Almost one million Ethereum smart contracts have been recently scanned by researchers. The result of the scan revealed that 34,200 contracts are vulnerable, and they could be exploited. This means that the users could have their assets frozen, deleted or stolen by the attackers.
Smart contracts vulnerabilities
The smart contracts had some vulnerabilities that can be easily exploited. That is because smart contracts are also pieces of code. For example, back in 2016, TheDAO organization was the target of an attack, and a hacker managed to steal more than $50 million worth of Ether.

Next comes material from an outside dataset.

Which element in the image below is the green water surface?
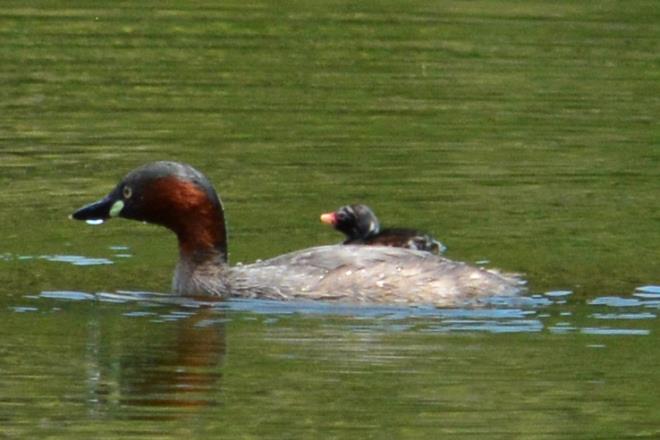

This event determined the researchers from National University of Singapore (NUS) to analyze more Ethereum smart contract. They managed to do that, after they created a tool named Oyente back in 2016.
This tool is able to scan Ethereum contracts in order to detect bugs. They began by analyzing 19,366 Ethereum smart contracts. They discovered that 8.833 were vulnerable.
The researchers began scanning smart contracts once again, after another contract bug was exploited last fall. That time, a GitHub user Devops199 locked more than $285 million worth of Ether in Parity wallets with a bug he found.
A new tool was created. This one was named Maian and it is even better when it comes to at-scale scanning. This tool discovered that 3.5% of the contracts had a major vulnerability that could be used by attackers. The research team warned users once again.
What are smart contracts?
Smart contracts are a number of coded operations that are automatically executed when an input to the contract is sent. For example, the owner of a contract can choose how many bids he or she wants for the object. The condition is set in the contract, and once it is met, the Ether transaction begins.